Plaintiffs’ public proposal is counterproductive and disingenuous
SAN FRANCISCO (August 10, 2023) — City Attorney David Chiu issued the following statement today in response to proposed settlement terms announced during a press conference held by the Plaintiffs in Coalition on Homelessness v. City and County of San Francisco. Despite daily communications between the parties, the Plaintiffs did not notify the City of their settlement terms prior to today.
“If the Coalition on Homelessness actually wanted to reach a settlement agreement, this political stunt is certainly not the way to go about it and counterproductive to their stated goals,” said City Attorney Chiu. “Legal parties do not engage in settlement negotiations via the press, particularly when confidential settlement discussions are required. Despite Plaintiffs’ antics, San Francisco will continue to advance our arguments in court and fight for our City’s ability to maintain a healthy and safe San Francisco for all. Today, Plaintiffs disrespected the Court’s efforts and discouraged thoughtful settlement discussions. Should Plaintiffs reconsider tactics and commit to serious and professional settlement discussions under the supervision of the federal court, San Francisco is ready to engage.”
Under the oversight of Magistrate Judge Lisa Cisneros, the City previously engaged in good-faith settlement discussions with Plaintiffs. Those settlement discussions are required to be confidential. If Plaintiffs truly wanted to settle, they would have re-engaged in settlement discussions with Judge Cisneros.
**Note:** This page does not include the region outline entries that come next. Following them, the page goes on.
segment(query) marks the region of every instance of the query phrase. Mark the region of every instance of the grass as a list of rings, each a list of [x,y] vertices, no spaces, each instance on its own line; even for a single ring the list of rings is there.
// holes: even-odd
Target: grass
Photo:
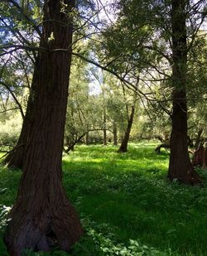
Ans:
[[[131,143],[118,154],[112,146],[79,146],[64,156],[64,186],[86,232],[71,254],[38,255],[207,255],[207,183],[170,183],[168,154],[155,147]],[[13,204],[20,176],[2,168],[0,205]]]

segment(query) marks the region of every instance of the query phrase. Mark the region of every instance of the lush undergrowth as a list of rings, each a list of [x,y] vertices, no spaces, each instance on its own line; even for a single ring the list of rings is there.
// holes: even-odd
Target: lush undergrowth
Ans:
[[[63,158],[64,186],[85,229],[84,236],[65,254],[26,255],[207,255],[207,183],[184,186],[166,180],[168,154],[155,144],[79,146]],[[205,173],[201,172],[204,179]],[[0,205],[11,206],[20,171],[0,171]],[[0,215],[0,255],[3,208]]]

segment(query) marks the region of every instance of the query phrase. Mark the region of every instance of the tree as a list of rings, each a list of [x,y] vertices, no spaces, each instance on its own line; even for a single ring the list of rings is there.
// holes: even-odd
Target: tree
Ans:
[[[185,0],[171,1],[173,113],[168,178],[195,185],[200,182],[200,178],[194,171],[188,153],[186,4]]]
[[[17,199],[5,236],[11,255],[49,251],[51,240],[69,251],[83,230],[62,185],[64,141],[72,44],[70,1],[46,1],[42,36],[32,80],[34,119]],[[62,49],[60,51],[60,49]]]

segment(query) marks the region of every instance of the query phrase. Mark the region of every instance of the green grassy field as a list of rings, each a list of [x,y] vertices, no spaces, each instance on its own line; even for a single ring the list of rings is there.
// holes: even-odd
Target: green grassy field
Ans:
[[[155,147],[130,144],[128,153],[118,154],[112,146],[79,146],[64,156],[64,186],[84,236],[70,254],[26,254],[207,255],[207,183],[170,183],[168,154],[155,154]],[[13,204],[20,176],[20,171],[1,168],[0,205]],[[0,228],[2,256],[7,255],[3,223]]]

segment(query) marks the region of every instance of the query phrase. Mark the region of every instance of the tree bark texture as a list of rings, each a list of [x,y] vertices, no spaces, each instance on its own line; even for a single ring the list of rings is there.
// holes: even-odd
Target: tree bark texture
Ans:
[[[173,114],[168,178],[195,185],[200,182],[188,153],[186,70],[187,43],[185,0],[171,1]]]
[[[132,128],[132,123],[133,123],[133,117],[134,117],[134,106],[132,107],[132,111],[131,111],[130,117],[128,122],[127,130],[125,132],[121,146],[119,147],[118,151],[118,152],[119,153],[128,152],[128,143],[129,140],[131,128]]]
[[[71,1],[65,0],[63,3],[70,12]],[[5,235],[7,250],[12,256],[20,256],[26,248],[50,251],[51,245],[69,251],[83,233],[62,185],[72,22],[61,9],[60,0],[45,2],[40,45],[47,51],[40,52],[34,73],[34,119],[17,199]],[[68,52],[53,51],[55,49],[67,49]]]

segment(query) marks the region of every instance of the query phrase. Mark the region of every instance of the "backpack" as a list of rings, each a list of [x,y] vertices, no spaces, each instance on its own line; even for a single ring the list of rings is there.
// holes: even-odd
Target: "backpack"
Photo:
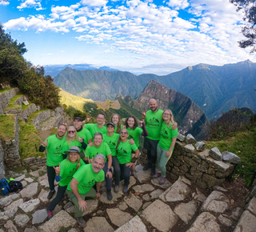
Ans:
[[[22,183],[16,181],[10,181],[9,182],[10,192],[17,192],[18,190],[23,188]]]
[[[9,181],[9,180],[8,180]],[[5,196],[10,193],[10,186],[7,182],[7,178],[2,178],[0,180],[1,193]]]

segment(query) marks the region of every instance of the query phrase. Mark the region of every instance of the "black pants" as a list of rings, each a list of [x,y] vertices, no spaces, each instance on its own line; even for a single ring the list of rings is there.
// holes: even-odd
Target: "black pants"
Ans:
[[[119,164],[121,170],[121,179],[125,179],[124,186],[128,186],[130,184],[130,167],[126,166],[126,164]],[[117,186],[119,186],[119,182]]]
[[[120,182],[120,175],[121,175],[121,170],[119,162],[116,156],[112,156],[112,166],[114,167],[114,185],[118,186]]]
[[[55,180],[55,170],[53,166],[47,166],[47,176],[49,187],[51,191],[54,190],[54,180]]]
[[[62,200],[62,198],[64,198],[64,194],[65,194],[66,187],[67,187],[67,186],[58,186],[56,198],[54,199],[53,199],[53,201],[50,202],[50,206],[47,208],[47,211],[53,211],[55,209],[57,204],[61,200]]]
[[[144,148],[146,150],[148,162],[156,164],[157,162],[157,148],[159,140],[151,140],[144,137]]]
[[[103,167],[103,170],[104,170],[104,173],[105,173],[105,180],[106,180],[106,190],[108,191],[111,191],[112,178],[109,178],[106,177],[107,166],[108,166],[108,162],[105,162],[105,166]]]

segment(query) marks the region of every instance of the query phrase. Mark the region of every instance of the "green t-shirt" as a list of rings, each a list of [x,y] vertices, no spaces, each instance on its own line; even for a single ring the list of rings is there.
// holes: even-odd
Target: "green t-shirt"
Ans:
[[[89,157],[89,158],[91,159],[98,154],[102,154],[106,157],[106,156],[111,154],[111,150],[109,146],[104,142],[102,142],[99,147],[87,146],[86,157]]]
[[[113,135],[108,136],[106,134],[103,134],[103,141],[109,146],[112,156],[117,155],[117,145],[119,134],[114,133]]]
[[[161,130],[160,130],[160,141],[158,145],[161,148],[169,150],[172,138],[178,136],[178,128],[175,130],[171,130],[173,124],[170,124],[170,127],[165,122],[162,122]]]
[[[138,142],[138,137],[142,134],[143,132],[143,130],[138,126],[137,126],[134,130],[133,129],[126,129],[129,133],[128,139],[134,139],[135,142],[135,144],[137,147],[139,146],[139,142]]]
[[[149,134],[146,137],[151,140],[160,139],[161,121],[163,110],[158,109],[158,111],[153,112],[149,110],[146,113],[146,129]]]
[[[90,191],[96,182],[102,182],[104,181],[105,174],[102,170],[101,170],[98,174],[94,173],[91,164],[86,164],[80,167],[74,174],[73,178],[79,182],[78,184],[78,193],[80,194],[85,194]],[[70,183],[69,183],[67,190],[70,191],[72,190],[70,188]]]
[[[125,142],[120,142],[117,152],[117,158],[120,164],[130,162],[131,151],[138,149],[135,144],[130,145],[129,140]]]
[[[121,130],[122,130],[122,125],[121,124]],[[114,126],[114,133],[117,133],[118,126]],[[118,133],[119,134],[119,133]]]
[[[48,139],[46,164],[48,166],[58,166],[63,160],[62,156],[62,146],[66,141],[66,137],[62,139],[57,138],[56,134],[49,136],[45,142]]]
[[[64,159],[61,162],[61,172],[59,176],[62,177],[58,185],[66,186],[72,180],[73,175],[76,172],[78,162],[72,163],[70,161]],[[84,162],[80,159],[80,167],[85,165]]]
[[[88,140],[91,139],[91,134],[86,128],[82,127],[82,130],[77,131],[77,134],[80,138],[82,138],[85,141],[85,143],[88,144]]]
[[[102,133],[103,135],[106,134],[106,127],[103,126],[101,129],[97,126],[97,123],[88,123],[85,125],[85,128],[90,130],[90,135],[92,137],[92,141],[94,142],[94,136],[95,133]]]
[[[79,141],[76,141],[76,140],[74,140],[74,141],[70,141],[70,144],[69,145],[67,141],[66,140],[64,142],[63,142],[63,146],[62,146],[62,153],[64,153],[64,151],[66,151],[66,150],[70,150],[70,148],[73,146],[76,146],[78,147],[79,147],[80,149],[80,151],[83,151],[84,150],[82,149],[82,144]],[[80,156],[80,158],[84,158],[85,156]]]

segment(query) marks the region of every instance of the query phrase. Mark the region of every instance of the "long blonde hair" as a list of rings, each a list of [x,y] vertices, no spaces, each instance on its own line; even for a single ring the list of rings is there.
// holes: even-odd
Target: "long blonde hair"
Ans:
[[[117,125],[117,134],[119,134],[119,132],[121,131],[121,130],[122,130],[122,128],[121,128],[121,118],[120,118],[120,116],[119,116],[119,114],[112,114],[112,116],[111,116],[111,122],[113,122],[113,120],[112,120],[112,118],[113,118],[113,117],[114,116],[114,115],[118,115],[118,125]],[[113,122],[114,123],[114,122]]]
[[[71,142],[71,138],[70,138],[70,134],[69,134],[69,130],[70,130],[70,128],[74,128],[74,140],[75,141],[79,141],[79,138],[78,138],[78,133],[77,133],[77,130],[75,129],[75,127],[74,126],[70,126],[70,127],[69,127],[69,129],[67,130],[67,134],[66,134],[66,142],[67,142],[67,144],[69,145],[69,146],[70,146],[70,142]]]
[[[79,155],[78,153],[76,152],[76,154],[78,154],[78,159],[77,159],[77,161],[76,161],[78,163],[77,163],[77,166],[76,166],[76,167],[75,167],[75,170],[77,170],[80,167],[81,158],[80,158],[80,155]],[[70,161],[70,152],[69,152],[69,154],[67,154],[66,160]]]
[[[173,112],[171,112],[170,110],[167,109],[167,110],[165,110],[163,112],[162,112],[162,122],[164,121],[163,120],[163,114],[165,114],[166,111],[168,111],[170,114],[170,122],[168,123],[168,127],[170,126],[170,124],[174,124],[174,114],[173,114]]]

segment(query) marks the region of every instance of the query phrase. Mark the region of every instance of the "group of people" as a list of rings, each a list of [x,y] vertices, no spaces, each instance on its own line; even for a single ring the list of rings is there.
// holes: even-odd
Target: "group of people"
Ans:
[[[143,170],[151,168],[152,177],[160,178],[159,184],[165,182],[166,165],[174,147],[178,125],[172,112],[158,109],[155,99],[150,101],[150,108],[142,114],[141,127],[134,116],[129,116],[122,125],[119,115],[114,114],[106,126],[103,114],[98,115],[97,123],[87,123],[90,118],[82,121],[76,117],[74,126],[67,128],[61,124],[57,134],[42,142],[39,150],[47,149],[48,199],[55,193],[54,180],[59,181],[57,195],[47,208],[49,218],[66,192],[75,206],[74,216],[78,224],[85,227],[82,214],[87,208],[86,198],[100,198],[100,187],[105,179],[107,198],[111,201],[113,175],[114,191],[119,191],[120,181],[124,179],[122,192],[127,193],[139,155],[140,135],[144,136],[148,158]]]

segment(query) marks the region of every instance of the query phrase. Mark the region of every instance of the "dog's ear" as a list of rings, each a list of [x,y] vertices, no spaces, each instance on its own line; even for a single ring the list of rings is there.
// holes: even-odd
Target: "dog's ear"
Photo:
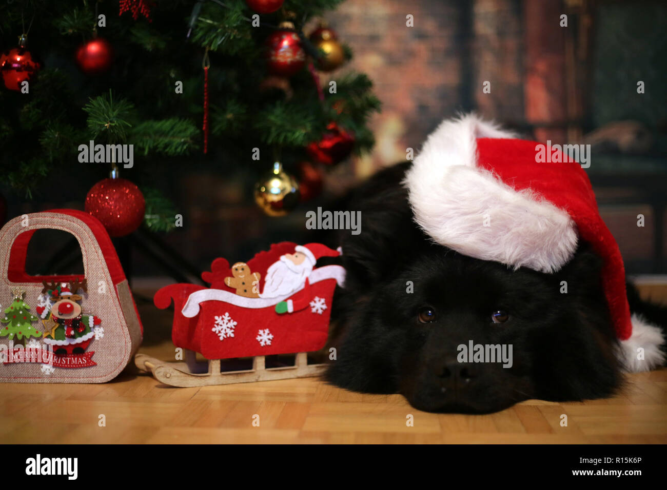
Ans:
[[[574,257],[557,274],[567,281],[568,294],[590,301],[604,299],[602,257],[586,243],[582,243]]]
[[[400,184],[351,203],[361,211],[358,235],[342,237],[346,281],[369,287],[410,262],[426,239],[413,221],[407,191]]]

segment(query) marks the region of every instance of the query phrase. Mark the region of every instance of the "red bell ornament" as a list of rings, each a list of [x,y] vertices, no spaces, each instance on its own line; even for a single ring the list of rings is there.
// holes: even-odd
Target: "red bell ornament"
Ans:
[[[84,73],[103,73],[111,67],[113,47],[104,38],[95,37],[79,47],[76,57],[77,64]]]
[[[336,123],[331,122],[321,139],[310,143],[305,150],[313,161],[331,165],[349,157],[354,147],[354,137]]]
[[[9,90],[20,91],[21,84],[29,80],[39,69],[39,63],[25,49],[25,41],[24,35],[20,38],[19,47],[8,49],[0,55],[0,73],[5,86]]]
[[[266,39],[269,71],[281,77],[291,77],[305,65],[305,52],[291,22],[282,22]]]

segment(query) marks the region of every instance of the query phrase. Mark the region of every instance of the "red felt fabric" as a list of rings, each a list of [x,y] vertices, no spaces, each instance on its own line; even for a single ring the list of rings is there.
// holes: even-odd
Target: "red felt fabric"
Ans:
[[[625,340],[630,337],[632,326],[623,259],[600,216],[588,176],[579,163],[566,155],[561,155],[560,159],[567,161],[562,163],[536,163],[538,144],[519,139],[478,139],[478,165],[493,171],[517,190],[532,189],[572,217],[580,238],[604,259],[605,295],[618,338]]]
[[[263,290],[264,277],[269,266],[281,255],[294,251],[296,244],[281,242],[271,246],[268,251],[262,251],[247,261],[253,272],[261,274],[260,289]],[[226,263],[223,269],[221,266]],[[231,275],[229,263],[217,259],[211,265],[211,271],[202,274],[205,281],[214,289],[232,293],[235,290],[224,284],[224,277]],[[297,352],[310,352],[321,349],[329,332],[331,303],[336,288],[336,279],[325,279],[310,285],[309,294],[297,292],[291,299],[295,302],[293,313],[278,314],[275,306],[261,309],[243,308],[224,301],[209,301],[201,303],[199,313],[193,318],[186,318],[181,310],[192,293],[203,289],[191,284],[174,284],[162,288],[155,294],[153,301],[159,308],[167,308],[174,302],[174,321],[171,338],[177,347],[189,349],[201,353],[207,359],[226,359],[255,355],[269,355]],[[305,297],[307,295],[308,297]],[[321,314],[313,312],[309,302],[315,297],[323,298],[326,309]],[[297,311],[296,304],[304,306]],[[237,322],[234,336],[220,340],[213,331],[216,317],[228,313]],[[259,330],[268,329],[273,337],[271,345],[262,346],[257,340]]]

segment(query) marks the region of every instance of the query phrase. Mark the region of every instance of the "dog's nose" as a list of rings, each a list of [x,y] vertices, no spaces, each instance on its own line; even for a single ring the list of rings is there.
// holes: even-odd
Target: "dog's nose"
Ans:
[[[465,388],[473,383],[478,375],[474,365],[458,361],[440,363],[432,367],[434,374],[446,389]]]

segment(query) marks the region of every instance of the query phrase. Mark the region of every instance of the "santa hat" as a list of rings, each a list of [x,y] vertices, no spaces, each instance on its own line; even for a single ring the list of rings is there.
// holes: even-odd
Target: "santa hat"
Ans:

Plaintiffs’ announcement today violates the structure and efforts made by the Court.
In recent years, the City has spent billions of dollars to address homelessness, investing more in permanent supportive housing and homelessness services than any other city in the Western United States. Each year, the City engages, shelters, and houses thousands of unhoused residents. The City has been committed to a services-first approach, as City employees work diligently to provide services and shelter to people experiencing homelessness to alleviate what is now a nationwide crisis.
As the City has strived to address the homelessness crisis, the actions by the Coalition on Homelessness and their attorneys have significantly exacerbated conditions on San Francisco’s streets. The preliminary injunction they obtained last December from Judge Donna Ryu prevents the City from enforcing a half dozen laws that otherwise prohibit sitting, lying or sleeping on City streets, even while over half of all unhoused individuals approached by City workers continue to reject repeated offers of shelter.
While the City has gone to great lengths to comply with the injunction, Plaintiffs have disseminated inaccurate assertions, riddled pleadings with false narratives, and distorted the enormous efforts by City staff to offer services and shelter to persons experiencing homelessness. Plaintiffs also claim the City “criminalizes” homelessness due the mere presence of law enforcement at encampment operations, but gloss over the dangerous and often disturbing situations City workers encounter.
The City will not be responding outside of confidential settlement discussions to the specific settlement terms proposed. However, contrary to an assertion in Plaintiffs’ letter, the City strongly disagrees that the injunction is warranted. The injunction has put the City in an impossible situation, straining the City’s ability to meet practical and legal obligations. It also creates absurd results, such as leaving the City unclear about whether it can enforce laws against those who refuse shelter or have shelter beds but choose to maintain tents on the street.
Due to the situation San Francisco finds itself in, the City had no choice but to file an appeal with the Ninth Circuit Court of Appeals. This matter is not only critical to San Francisco, but will have dramatic implications for cities across the Ninth Circuit, which is why the League of California Cities, the California State Association of Counties and the International Municipal Lawyers Association filed an amicus brief in the City’s appeal. The City looks forward to discussing these matters with the Ninth Circuit on August 23.
The case is Coalition on Homelessness v. City and County of San Francisco, U.S. District Court for the Northern District of California, No. 4:22-cv-05502-DMR.